# RCI 1-in-4 Rule on Tradewinds



## cclendinen (Jan 4, 2008)

Tradewinds Cruise Club has a 1-in-4 rule with RCI.  However when we attended the sales presentation the crew said that Tradewinds only allows one trade through RCI for life.

Has anyone ever traded into Tradewinds more than once?


----------



## JoyceFNP (Jan 5, 2008)

cclendinen said:


> Tradewinds Cruise Club has a 1-in-4 rule with RCI.  However when we attended the sales presentation the crew said that Tradewinds only allows one trade through RCI for life.
> 
> Has anyone ever traded into Tradewinds more than once?

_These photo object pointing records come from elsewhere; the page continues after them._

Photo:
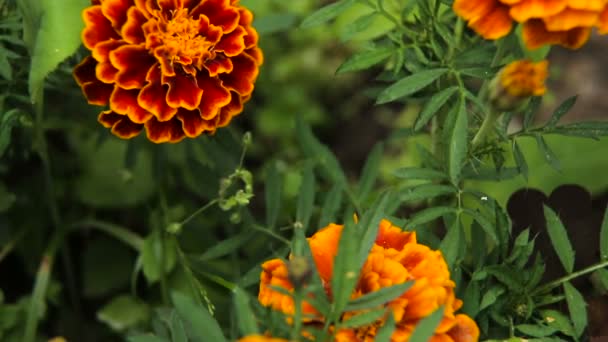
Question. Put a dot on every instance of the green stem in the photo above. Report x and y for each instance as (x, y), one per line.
(487, 126)
(118, 232)
(560, 281)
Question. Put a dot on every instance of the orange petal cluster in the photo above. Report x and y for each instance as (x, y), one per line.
(261, 338)
(555, 22)
(395, 258)
(176, 68)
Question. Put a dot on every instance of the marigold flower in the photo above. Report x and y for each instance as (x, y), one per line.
(557, 22)
(395, 258)
(178, 68)
(261, 338)
(516, 82)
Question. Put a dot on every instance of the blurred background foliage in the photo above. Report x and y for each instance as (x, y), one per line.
(105, 285)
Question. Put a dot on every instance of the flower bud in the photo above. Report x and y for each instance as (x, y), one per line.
(517, 82)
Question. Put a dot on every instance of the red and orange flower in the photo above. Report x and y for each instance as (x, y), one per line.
(395, 258)
(556, 22)
(178, 68)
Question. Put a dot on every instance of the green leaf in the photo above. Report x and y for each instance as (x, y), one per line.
(452, 244)
(520, 160)
(331, 205)
(432, 106)
(273, 189)
(425, 328)
(370, 172)
(457, 142)
(365, 59)
(604, 237)
(379, 297)
(559, 239)
(563, 108)
(326, 13)
(425, 191)
(245, 316)
(428, 215)
(419, 173)
(57, 39)
(306, 198)
(200, 323)
(363, 319)
(531, 111)
(146, 338)
(547, 153)
(577, 308)
(409, 85)
(225, 247)
(386, 331)
(124, 312)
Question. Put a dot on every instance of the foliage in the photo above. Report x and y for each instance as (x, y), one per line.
(105, 239)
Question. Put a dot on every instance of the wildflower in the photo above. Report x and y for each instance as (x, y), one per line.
(395, 258)
(261, 338)
(556, 22)
(176, 68)
(516, 82)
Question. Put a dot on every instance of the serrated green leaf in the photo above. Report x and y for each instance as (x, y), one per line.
(457, 143)
(520, 160)
(363, 319)
(491, 296)
(365, 59)
(425, 328)
(201, 325)
(563, 108)
(452, 243)
(326, 13)
(419, 173)
(428, 215)
(409, 85)
(559, 239)
(306, 196)
(547, 153)
(370, 172)
(425, 191)
(331, 205)
(577, 308)
(432, 106)
(273, 190)
(245, 316)
(604, 237)
(379, 297)
(57, 38)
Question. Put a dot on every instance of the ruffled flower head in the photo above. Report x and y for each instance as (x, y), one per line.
(178, 68)
(395, 258)
(556, 22)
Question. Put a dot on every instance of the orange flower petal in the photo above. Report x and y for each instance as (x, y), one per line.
(529, 9)
(535, 35)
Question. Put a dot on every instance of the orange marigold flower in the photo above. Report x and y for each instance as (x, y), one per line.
(261, 338)
(516, 82)
(178, 68)
(395, 258)
(558, 22)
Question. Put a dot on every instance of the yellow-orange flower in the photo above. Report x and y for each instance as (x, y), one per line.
(557, 22)
(261, 338)
(178, 68)
(395, 258)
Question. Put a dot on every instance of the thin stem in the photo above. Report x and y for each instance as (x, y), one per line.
(558, 282)
(118, 232)
(199, 211)
(487, 126)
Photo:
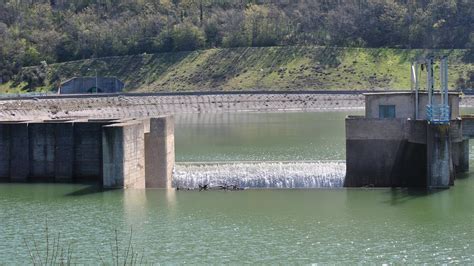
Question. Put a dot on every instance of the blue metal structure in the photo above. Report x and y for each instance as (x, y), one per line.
(437, 112)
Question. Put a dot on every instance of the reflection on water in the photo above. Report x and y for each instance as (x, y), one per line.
(253, 226)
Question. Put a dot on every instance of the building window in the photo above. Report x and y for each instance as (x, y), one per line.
(386, 111)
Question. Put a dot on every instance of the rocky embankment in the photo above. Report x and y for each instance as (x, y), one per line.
(120, 106)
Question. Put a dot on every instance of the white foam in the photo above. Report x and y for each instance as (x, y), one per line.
(316, 174)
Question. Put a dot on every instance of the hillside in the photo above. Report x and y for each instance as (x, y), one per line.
(269, 68)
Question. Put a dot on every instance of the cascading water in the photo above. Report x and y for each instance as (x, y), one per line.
(316, 174)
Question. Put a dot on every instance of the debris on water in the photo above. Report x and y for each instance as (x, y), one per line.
(208, 187)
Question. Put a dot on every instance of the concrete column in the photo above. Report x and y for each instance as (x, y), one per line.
(64, 152)
(159, 152)
(463, 150)
(19, 152)
(4, 151)
(439, 162)
(123, 150)
(41, 143)
(87, 151)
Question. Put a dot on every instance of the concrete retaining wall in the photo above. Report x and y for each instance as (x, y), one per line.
(109, 152)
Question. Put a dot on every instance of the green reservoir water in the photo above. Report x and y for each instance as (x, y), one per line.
(251, 226)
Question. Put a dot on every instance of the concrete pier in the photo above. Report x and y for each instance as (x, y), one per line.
(394, 145)
(440, 170)
(128, 153)
(159, 153)
(124, 155)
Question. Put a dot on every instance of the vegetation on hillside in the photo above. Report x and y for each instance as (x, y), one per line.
(49, 31)
(265, 68)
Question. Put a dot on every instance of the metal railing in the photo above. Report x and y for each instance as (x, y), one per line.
(438, 114)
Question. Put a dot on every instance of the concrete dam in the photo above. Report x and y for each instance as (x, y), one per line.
(123, 153)
(132, 146)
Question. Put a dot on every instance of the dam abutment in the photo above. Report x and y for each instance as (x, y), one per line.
(114, 153)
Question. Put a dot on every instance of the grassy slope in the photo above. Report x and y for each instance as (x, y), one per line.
(275, 68)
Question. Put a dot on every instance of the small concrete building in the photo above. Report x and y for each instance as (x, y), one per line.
(396, 145)
(84, 85)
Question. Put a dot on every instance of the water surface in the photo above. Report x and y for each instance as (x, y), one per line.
(251, 226)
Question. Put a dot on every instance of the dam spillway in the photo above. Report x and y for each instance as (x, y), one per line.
(311, 174)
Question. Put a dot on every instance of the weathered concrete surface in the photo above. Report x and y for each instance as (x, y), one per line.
(108, 151)
(124, 155)
(88, 150)
(379, 154)
(118, 107)
(440, 169)
(4, 152)
(394, 152)
(159, 152)
(19, 152)
(42, 149)
(88, 85)
(64, 152)
(460, 151)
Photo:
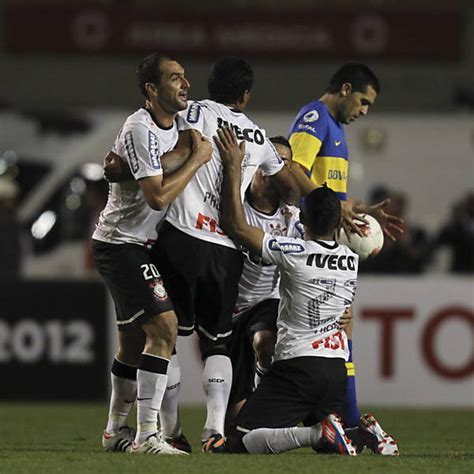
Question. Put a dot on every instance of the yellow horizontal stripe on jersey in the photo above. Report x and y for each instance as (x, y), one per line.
(331, 170)
(305, 147)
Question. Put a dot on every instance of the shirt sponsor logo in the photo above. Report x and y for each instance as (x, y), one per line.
(337, 174)
(194, 113)
(307, 128)
(132, 154)
(331, 262)
(285, 247)
(154, 150)
(311, 116)
(252, 135)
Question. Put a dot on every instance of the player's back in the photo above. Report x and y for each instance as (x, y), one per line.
(260, 279)
(318, 282)
(319, 144)
(196, 210)
(127, 217)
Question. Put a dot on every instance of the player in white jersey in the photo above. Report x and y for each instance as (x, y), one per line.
(254, 321)
(200, 265)
(318, 282)
(146, 321)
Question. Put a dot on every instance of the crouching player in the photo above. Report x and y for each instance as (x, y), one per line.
(318, 278)
(254, 321)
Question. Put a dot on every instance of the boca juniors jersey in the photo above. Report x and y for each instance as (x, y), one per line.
(318, 282)
(319, 144)
(196, 210)
(127, 217)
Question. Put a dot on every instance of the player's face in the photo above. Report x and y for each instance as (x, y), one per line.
(356, 104)
(172, 92)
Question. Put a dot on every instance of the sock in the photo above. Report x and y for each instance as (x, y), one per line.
(122, 398)
(151, 386)
(279, 440)
(217, 381)
(169, 414)
(351, 410)
(260, 372)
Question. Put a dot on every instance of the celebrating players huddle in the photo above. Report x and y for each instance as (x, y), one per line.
(202, 232)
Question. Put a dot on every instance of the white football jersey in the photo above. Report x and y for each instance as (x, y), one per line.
(127, 217)
(196, 210)
(260, 279)
(318, 282)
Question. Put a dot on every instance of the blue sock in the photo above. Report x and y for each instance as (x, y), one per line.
(351, 411)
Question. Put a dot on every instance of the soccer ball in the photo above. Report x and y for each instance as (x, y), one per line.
(369, 245)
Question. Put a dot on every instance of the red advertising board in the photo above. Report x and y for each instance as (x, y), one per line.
(252, 33)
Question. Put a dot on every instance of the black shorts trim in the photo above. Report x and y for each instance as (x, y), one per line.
(202, 279)
(260, 317)
(293, 390)
(134, 282)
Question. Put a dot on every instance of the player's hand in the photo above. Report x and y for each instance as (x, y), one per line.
(350, 217)
(346, 318)
(202, 148)
(115, 169)
(230, 151)
(390, 224)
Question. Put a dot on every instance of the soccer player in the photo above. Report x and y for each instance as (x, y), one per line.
(126, 229)
(318, 281)
(200, 265)
(321, 155)
(254, 321)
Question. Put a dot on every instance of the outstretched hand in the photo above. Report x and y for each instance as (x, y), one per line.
(391, 225)
(229, 149)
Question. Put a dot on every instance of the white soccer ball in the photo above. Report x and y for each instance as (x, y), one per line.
(370, 244)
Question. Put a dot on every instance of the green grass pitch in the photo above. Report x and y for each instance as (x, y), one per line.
(65, 438)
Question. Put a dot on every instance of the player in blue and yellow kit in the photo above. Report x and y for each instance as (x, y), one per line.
(321, 155)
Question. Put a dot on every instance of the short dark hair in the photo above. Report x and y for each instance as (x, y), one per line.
(149, 70)
(230, 77)
(358, 75)
(322, 210)
(280, 140)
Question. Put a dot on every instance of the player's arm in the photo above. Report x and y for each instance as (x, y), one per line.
(305, 147)
(159, 191)
(301, 177)
(280, 175)
(287, 186)
(116, 169)
(390, 224)
(233, 218)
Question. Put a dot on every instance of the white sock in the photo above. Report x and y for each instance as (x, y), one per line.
(169, 414)
(151, 386)
(122, 398)
(260, 372)
(274, 441)
(217, 382)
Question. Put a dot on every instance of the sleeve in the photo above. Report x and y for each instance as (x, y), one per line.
(307, 135)
(141, 149)
(272, 163)
(281, 250)
(191, 118)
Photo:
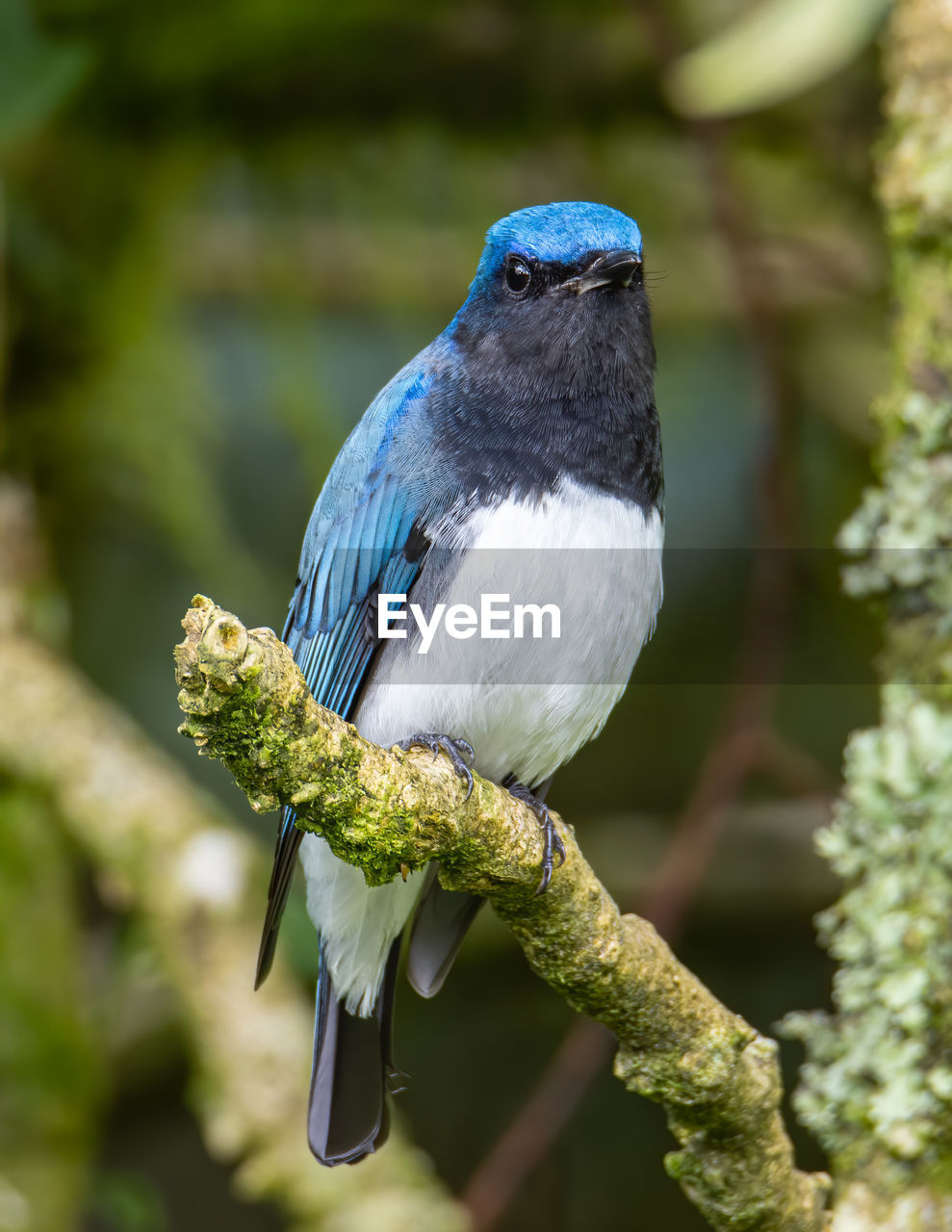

I think someone was trying the hard sell.  It's the 4-1 rule, I asked.  And if you check RCI, there are multiple weeks available as extra vacations. Now, they're all in the summer during the rainy season, but they are available.


----------



## cclendinen (Sep 16, 2008)

*Bump*

Has anyone ever traded into Tradewinds more than once?


----------



## shagnut (Sep 16, 2008)

I have, once in St Martin and one in BVI  shaggy


----------



## Sandy VDH (Sep 17, 2008)

You are allowed to sail as a owner referral only once ever.  That is likely what they were referring to.  

RCI exchangers are a 1 in 4 for all bases, and that applies to both exchanged weeks and any rental/extra vacation weeks obtained via RCI as well.

Perhaps the sales person did not make the distinction clear enough.


----------



## Alphadog (Sep 24, 2008)

I had an exchange last year in June and also got an extra vacation for the same sailing for my SIL.  Shh don't tell them.  I would love to not to have to wait the four years.


----------



## Sunterra (Sep 25, 2008)

Alphadog said:


> I had an exchange last year in June and also got an extra vacation for the same sailing for my SIL.  Shh don't tell them.  I would love to not to have to wait the four years.


1in4 rule allows multiple units for same week  and  multiple contiguous weeks.


----------